HISTORY:
Identifying data:
Date & Time: August 30, 2022, 8:30am
Full name: Mr. K.Z.
Address: Flushing, NY
Date of birth: July 6, 1963
Location: NYPQ, Flushing, NY
Religion: Atheist
Marital status: Married
Source of information: Self
Reliability: Reliable
Source of referral: PCP
Mode of transport: Son
Chief Complaint:
“To be cleared for my surgery”
History of Present Illness:
59 y/o male with PMH of hypercholesterolemia presents to pre-admission testing to be cleared for an extracorporeal shock wave lithotripsy for kidney stone removal from left kidney. Pt c/o hematuria that began 2-3 weeks ago. Has a hx of nephrolithiasis and ESWL lithotripsy in 2018. Pt has currently been on an unknown antibiotic for 1 week. Denies fever, chills, abdominal pain, flank pain, dysuria, urinary urgency, urinary frequency, nausea or vomiting.
Translator ID: 352774
Past Medical History:
- Hypercholesterolemia x 4 years, well controlled on medications
- Immunizations: up to date; flu vaccine yearly (unknown date); Covid vaccines and booster up to date (unknown dates).
- Past Hospitalization: None
Past Surgical History:
- Extracorporeal shock wave lithotripsy – 2018, NYPQ, Flushing, NY. Due to nephrolithiasis, no complications.
- Denies past injuries or blood transfusions.
Medications:
- Atorvastatin (Lipitor) 10mg, 1 tab PO daily, for hypercholesterolemia, last dose this morning
- Denies use of herbal supplements.
Allergies:
- NKDA, no food or environmental allergies.
Family History:
- Mother – 83 alive, hx of lung cancer.
- Father – Deceased at age 70, stroke.
- Maternal/paternal grandparents – Decreased at unknown age & unknown reasons
- Son – Age 32, alive and well.
Social History:
- Habits – Admits to caffeine use, 1 cup of coffee in morning.
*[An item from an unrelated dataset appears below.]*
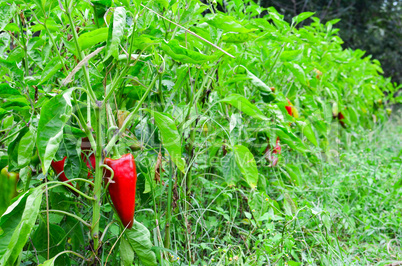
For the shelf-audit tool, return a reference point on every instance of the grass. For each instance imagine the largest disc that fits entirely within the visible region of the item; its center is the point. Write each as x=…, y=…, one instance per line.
x=346, y=211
Nonsmoker, denies alcohol use.
- Travel – No recent travel.
- Marital history – Married.
- Occupational history – Grocery store.
- Home situation – Lives with wife and son in 2-bedroom apartment.
- Diet – Admits to balanced diet consisting of protein, grains, vegetables.
- Sleep patterns – Admits to good sleep patter.
- Exercise – Admits to daily exercise consisting of walking to and from work (about 30 minutes per day).
- Safety measures – Admits to seat belt use.
Review of Systems:
- General: Denies generalized weakness/fatigue, fever, chills, night sweats, weight loss of gain, changes in appetite.
- Skin, hair, nails: Denies changes in texture, excessive dryness or sweating, discolorations, pigmentations, moles/rashes, pruritus, changes in hair distribution.
- Head: Denies headaches, vertigo, head trauma.
- Eyes: Last eye exam 5 months ago. Unknown visual acuity. Denies glasses use, lacrimation, pruritus, visual disturbances, photophobia.
- Ears: Denies deafness, pain, discharge, tinnitus, hearing aid use.
- Nose: Denies discharge, obstruction, epistaxis.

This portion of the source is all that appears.